NLP model – statement clustering
Project Idea Metadata
- Project Idea Name: NLP model – statement clustering
- Date: 6/19/2022 1:03:19 PM
- Administrators:
Project Idea Description
Initial situation and problem definition
In a current practical project, statements about different spatial planning options are collected. Each statement belongs to one of the four types: pro, contra, question, or risk. A statement can occur several times and belongs to one option each. By means of annotations, the topic context is also recorded. Examples of such statements
Statements Options Type Annotations Die Kosten sind zu hoch 1 Kontra Finanzen Wie hoch sind die Kosten einer solchen Lösung? 2 Frage Finanzen Als Steuerzahler nicht vertretbar 1 Kontra Finanzen Die Hohe Lärmbelastung muss geprüft werden. 3 Risiko Immissionen
This is a specific project of a Swiss municipality, in which various experts are involved. Today the clustering of such statements regarding their type is done manually and this is a time-consuming process.
Aim of the work and expected results
In the concrete use case, about 400 statements have already been manually assigned to one of the four possible types. To optimize the process, an NLP model shall be developed, which automatically suggest the probability of each of those four types for newly entered statements. The resulting suggested associations could be used as support for the manual process.
The evaluation of the best suited method to do so (e.g., fuzzy-clustering, label assignment or others) is part of the work and shall be included in the work.
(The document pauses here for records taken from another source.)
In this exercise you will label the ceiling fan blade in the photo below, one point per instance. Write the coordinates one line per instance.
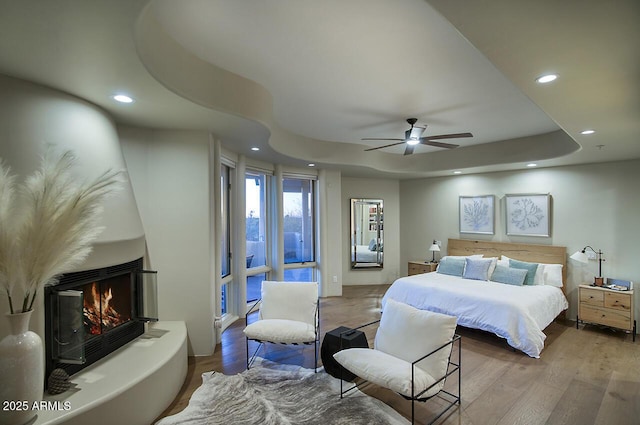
(409, 149)
(438, 144)
(447, 136)
(381, 138)
(385, 146)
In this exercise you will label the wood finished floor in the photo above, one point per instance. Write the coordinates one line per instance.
(585, 376)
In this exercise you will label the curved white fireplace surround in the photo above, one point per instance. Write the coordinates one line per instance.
(32, 116)
(132, 386)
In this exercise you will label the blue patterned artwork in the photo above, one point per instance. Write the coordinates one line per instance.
(528, 215)
(477, 214)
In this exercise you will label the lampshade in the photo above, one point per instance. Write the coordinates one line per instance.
(580, 256)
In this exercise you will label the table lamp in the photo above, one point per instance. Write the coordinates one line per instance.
(584, 258)
(434, 248)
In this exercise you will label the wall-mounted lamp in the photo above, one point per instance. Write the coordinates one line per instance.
(584, 258)
(434, 248)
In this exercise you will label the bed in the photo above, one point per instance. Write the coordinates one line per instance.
(516, 313)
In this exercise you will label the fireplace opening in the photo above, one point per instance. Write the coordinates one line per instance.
(92, 313)
(106, 305)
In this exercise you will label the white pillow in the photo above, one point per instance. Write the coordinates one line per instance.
(538, 278)
(477, 268)
(459, 256)
(492, 266)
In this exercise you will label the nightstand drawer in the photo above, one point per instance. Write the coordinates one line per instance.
(592, 296)
(606, 316)
(618, 301)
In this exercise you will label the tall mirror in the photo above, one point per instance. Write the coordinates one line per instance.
(367, 241)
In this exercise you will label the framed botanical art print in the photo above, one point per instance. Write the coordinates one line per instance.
(477, 214)
(528, 214)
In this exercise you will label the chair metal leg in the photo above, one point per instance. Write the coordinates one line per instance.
(251, 359)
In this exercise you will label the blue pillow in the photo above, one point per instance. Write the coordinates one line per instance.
(451, 266)
(531, 269)
(477, 268)
(508, 275)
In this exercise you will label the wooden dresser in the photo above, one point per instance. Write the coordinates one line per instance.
(419, 267)
(604, 306)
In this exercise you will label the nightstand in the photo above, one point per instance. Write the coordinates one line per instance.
(419, 267)
(608, 307)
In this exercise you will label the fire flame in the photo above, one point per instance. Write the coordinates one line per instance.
(99, 313)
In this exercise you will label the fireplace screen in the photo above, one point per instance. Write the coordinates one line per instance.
(89, 314)
(106, 304)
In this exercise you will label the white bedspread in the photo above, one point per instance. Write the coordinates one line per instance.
(517, 313)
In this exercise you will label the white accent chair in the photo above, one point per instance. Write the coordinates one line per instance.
(411, 355)
(289, 314)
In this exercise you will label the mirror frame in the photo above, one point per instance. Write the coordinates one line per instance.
(371, 225)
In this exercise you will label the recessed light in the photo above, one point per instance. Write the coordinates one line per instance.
(547, 78)
(122, 98)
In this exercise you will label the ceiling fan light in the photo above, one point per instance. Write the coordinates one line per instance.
(416, 132)
(547, 78)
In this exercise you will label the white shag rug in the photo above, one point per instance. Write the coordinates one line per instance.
(273, 394)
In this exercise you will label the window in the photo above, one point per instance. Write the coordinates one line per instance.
(257, 231)
(298, 209)
(225, 237)
(225, 241)
(298, 224)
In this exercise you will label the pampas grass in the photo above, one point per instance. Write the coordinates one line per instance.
(49, 227)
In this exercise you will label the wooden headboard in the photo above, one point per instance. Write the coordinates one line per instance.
(548, 254)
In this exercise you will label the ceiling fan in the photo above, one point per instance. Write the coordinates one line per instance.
(413, 136)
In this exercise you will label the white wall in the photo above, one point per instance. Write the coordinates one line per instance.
(388, 191)
(331, 233)
(170, 175)
(595, 204)
(32, 116)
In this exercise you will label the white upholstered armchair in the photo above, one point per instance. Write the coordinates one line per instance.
(289, 314)
(411, 355)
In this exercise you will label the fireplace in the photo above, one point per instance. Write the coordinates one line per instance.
(92, 313)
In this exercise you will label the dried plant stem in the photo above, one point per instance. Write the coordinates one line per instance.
(51, 229)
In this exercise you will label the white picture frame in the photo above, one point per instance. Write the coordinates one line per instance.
(477, 214)
(528, 214)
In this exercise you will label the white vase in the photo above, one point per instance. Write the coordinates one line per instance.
(21, 371)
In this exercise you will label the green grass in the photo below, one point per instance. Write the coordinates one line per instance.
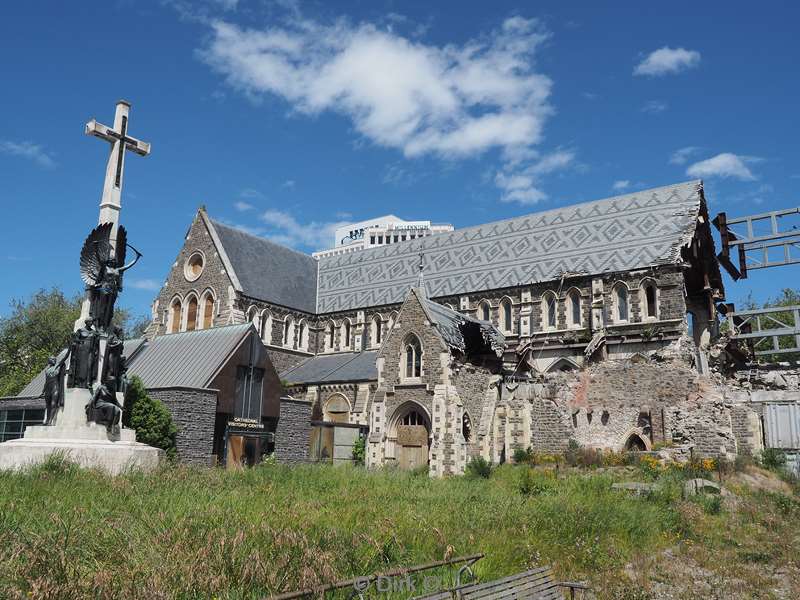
(200, 533)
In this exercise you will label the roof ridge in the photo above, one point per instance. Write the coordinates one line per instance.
(468, 228)
(261, 238)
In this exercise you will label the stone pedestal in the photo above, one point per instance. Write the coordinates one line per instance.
(87, 444)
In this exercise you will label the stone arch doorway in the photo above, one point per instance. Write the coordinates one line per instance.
(411, 431)
(635, 443)
(336, 409)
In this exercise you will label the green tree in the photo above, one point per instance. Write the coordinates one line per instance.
(149, 418)
(776, 320)
(41, 327)
(35, 330)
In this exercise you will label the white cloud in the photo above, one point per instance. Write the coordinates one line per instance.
(655, 107)
(28, 150)
(621, 184)
(682, 155)
(723, 165)
(243, 206)
(522, 185)
(144, 284)
(284, 228)
(450, 101)
(666, 60)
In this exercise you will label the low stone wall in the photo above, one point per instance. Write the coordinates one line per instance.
(294, 431)
(193, 411)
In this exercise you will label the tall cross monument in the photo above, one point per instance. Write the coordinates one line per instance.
(117, 136)
(111, 201)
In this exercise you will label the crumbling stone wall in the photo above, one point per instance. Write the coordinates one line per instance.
(294, 431)
(193, 412)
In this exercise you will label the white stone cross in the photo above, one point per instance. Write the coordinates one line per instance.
(118, 137)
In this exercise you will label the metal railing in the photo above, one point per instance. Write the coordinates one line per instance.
(768, 330)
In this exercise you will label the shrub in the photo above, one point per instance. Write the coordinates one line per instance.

In addition, a second model can be trained, which is used to statistically infer the underlying spatial planning option from a newly entered statement. (optional)
The evaluations of the currently running surveys are planned for November 2022. Those surveys present an opportunity to get additional input from professionals. The collected feedback shall be considered to further develop and enhance the software performances.
For convenient use of the developed model(s), an optional API can be implemented which allows the computations to happen on a server. A minimal matching interface, maybe Web-based, could be used to simplify the access, transforming it into an initial browser application.
Desired methods, procedure
Through literature research, a deductive procedure has to be used to develop a hypothesis and a prediction about the possibilities of training an NLP-Model for this specific task. Using desk research, data from practice and research shall be collected, compared and described. The results are to be confirmed or refuted by qualitative methods such as prototyping, interviews or group discussions.
The realization has to take place in an incremental procedure, which enables the continuous prioritization of the requirements and to adapt to unforeseen changes. Risks emerging from this approach should be documented and opportunely addressed.
Creativity, variations, innovation
The definition of the most appropriate approaches for the data analysis and the model development accounts to the explorative part of this work and should be documented in the final work. Since the prototype is planned to be accessed as a web-based application through an API, the tools and technologies to develop the prototype can be chosen freely.
In a current practical project, statements about different spatial planning options are collected and clustered manually by experts. The aim of this work is to research possibilities to achieve this clustering with the help of a Natural Language Processing (NLP) model in order to support these experts. Different approaches are to be compared in order to find an optimal solution for the final prototype.